Complex squaring

Squaring a complex number is a key algorithm needed for rendering the Mandelbrot set, among other things. I noticed Kalles Fraktaler uses a method with 3 real number squares and no multiplications, so I compared a few algorithms:

naive
standard method commonly used as a definition
\[ (x + i y)^2 = (x^2 - y^2) + i (2 x y) \]
1 multiplication, 2 squares, 1 additions
Karatsuba
modified using difference of squares factorisation
\[ (x + i y)^2 = (x + y) (x - y) + i (2 x y) \]
2 multiplications, 2 additions
Kalles
as implemented by Kalles Fraktaler
\[ (x + i y)^2 = (x^2 - y^2) + i ((x + y)^2 - (x^2 + y^2)) \]
3 squares, 4 additions (the subexpressions can be shared)

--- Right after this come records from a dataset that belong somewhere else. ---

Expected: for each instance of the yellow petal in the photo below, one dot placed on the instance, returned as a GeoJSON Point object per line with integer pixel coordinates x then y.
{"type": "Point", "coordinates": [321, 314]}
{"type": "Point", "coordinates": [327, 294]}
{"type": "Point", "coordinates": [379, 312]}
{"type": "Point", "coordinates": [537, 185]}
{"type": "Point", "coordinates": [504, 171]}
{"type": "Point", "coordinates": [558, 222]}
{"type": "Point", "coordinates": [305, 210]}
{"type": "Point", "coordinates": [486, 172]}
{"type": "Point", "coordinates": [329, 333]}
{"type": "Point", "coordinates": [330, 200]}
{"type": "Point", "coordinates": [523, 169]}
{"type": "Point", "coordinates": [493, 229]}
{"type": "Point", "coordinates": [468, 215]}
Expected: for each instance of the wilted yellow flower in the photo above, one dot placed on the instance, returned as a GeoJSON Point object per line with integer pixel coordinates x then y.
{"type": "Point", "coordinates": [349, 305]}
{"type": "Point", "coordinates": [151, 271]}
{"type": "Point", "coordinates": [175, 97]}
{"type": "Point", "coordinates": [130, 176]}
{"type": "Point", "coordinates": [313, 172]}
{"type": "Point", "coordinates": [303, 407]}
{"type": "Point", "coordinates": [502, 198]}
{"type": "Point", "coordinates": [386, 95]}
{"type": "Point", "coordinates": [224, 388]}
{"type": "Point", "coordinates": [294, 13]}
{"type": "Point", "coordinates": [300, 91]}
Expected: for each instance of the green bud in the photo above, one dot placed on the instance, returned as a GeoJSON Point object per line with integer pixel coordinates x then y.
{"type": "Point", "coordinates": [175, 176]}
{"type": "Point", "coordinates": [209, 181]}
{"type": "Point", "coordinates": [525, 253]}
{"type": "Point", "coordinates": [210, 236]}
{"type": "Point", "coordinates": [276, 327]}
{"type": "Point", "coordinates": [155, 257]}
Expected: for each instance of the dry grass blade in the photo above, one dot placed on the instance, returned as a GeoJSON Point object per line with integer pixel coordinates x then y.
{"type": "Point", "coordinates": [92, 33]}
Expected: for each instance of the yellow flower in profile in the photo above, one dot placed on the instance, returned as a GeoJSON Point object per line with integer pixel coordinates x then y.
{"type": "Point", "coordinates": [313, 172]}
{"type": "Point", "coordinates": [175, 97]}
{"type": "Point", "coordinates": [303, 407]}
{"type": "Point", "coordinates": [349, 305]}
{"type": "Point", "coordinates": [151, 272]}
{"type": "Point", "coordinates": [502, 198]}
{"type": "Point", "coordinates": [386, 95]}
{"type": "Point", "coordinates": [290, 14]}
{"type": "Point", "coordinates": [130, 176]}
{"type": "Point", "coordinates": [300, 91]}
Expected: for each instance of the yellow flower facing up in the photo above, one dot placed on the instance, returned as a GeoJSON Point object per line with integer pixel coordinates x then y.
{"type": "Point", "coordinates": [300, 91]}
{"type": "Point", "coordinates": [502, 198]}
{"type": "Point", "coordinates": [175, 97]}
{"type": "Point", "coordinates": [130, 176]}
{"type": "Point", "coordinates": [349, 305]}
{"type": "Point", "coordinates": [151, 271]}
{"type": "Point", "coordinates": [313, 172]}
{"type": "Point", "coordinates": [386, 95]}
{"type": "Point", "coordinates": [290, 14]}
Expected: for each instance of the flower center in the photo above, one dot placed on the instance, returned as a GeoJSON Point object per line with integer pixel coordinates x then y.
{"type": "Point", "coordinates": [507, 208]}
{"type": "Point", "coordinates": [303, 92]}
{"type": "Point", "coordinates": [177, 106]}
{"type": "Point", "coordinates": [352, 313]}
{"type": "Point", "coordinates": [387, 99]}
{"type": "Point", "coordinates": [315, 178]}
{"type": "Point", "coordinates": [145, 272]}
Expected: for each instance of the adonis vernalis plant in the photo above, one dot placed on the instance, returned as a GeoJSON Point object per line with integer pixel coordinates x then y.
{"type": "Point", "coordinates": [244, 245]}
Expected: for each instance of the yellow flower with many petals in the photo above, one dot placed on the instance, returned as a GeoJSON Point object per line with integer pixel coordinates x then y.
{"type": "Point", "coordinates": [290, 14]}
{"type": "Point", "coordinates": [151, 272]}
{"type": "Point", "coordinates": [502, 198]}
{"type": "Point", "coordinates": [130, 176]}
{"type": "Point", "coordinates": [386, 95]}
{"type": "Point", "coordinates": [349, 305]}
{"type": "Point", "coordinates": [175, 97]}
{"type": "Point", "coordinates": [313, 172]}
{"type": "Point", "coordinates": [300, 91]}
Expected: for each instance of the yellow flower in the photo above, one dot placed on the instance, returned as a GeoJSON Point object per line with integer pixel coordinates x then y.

Because the relative cost of these three operations (multiplication, squaring, addition - multiplication by 2 is constant time) varies depending on the precision of the real variables, I decided to benchmark the different algorithms. Here are the results from one machine, the values in the table are the number of iterations of \( z \to z^2 + c \) that could be performed with a 10 second timeout:

precisionnaiveKaratsubaKalles
100 28868287 40797727 24932491
316 20344558 27222494 19755743
1000 9549975 11122112 9755611
3162 2475382 2726978 2810427
10000 446160 502960 510899
31623 78343 88965 91640
100000 15013 17294 17419
316228 2955 3513 3403
1000000 591 760 673

The best algorithm at each precision is highlighted in green. As you can see, Karatsuba is best for low precisions and very high precisions, but between around 3000 and 100000 bits Kalles method is faster. I'm not sure if accuracy will suffer for any of these methods, at least the MPC library based on MPFR uses the Karatsuba algorithm in its mpc_sqr() function so it should be reasonably reliable.

You can download the source: complex-bench.c which contains compilation instructions at the top.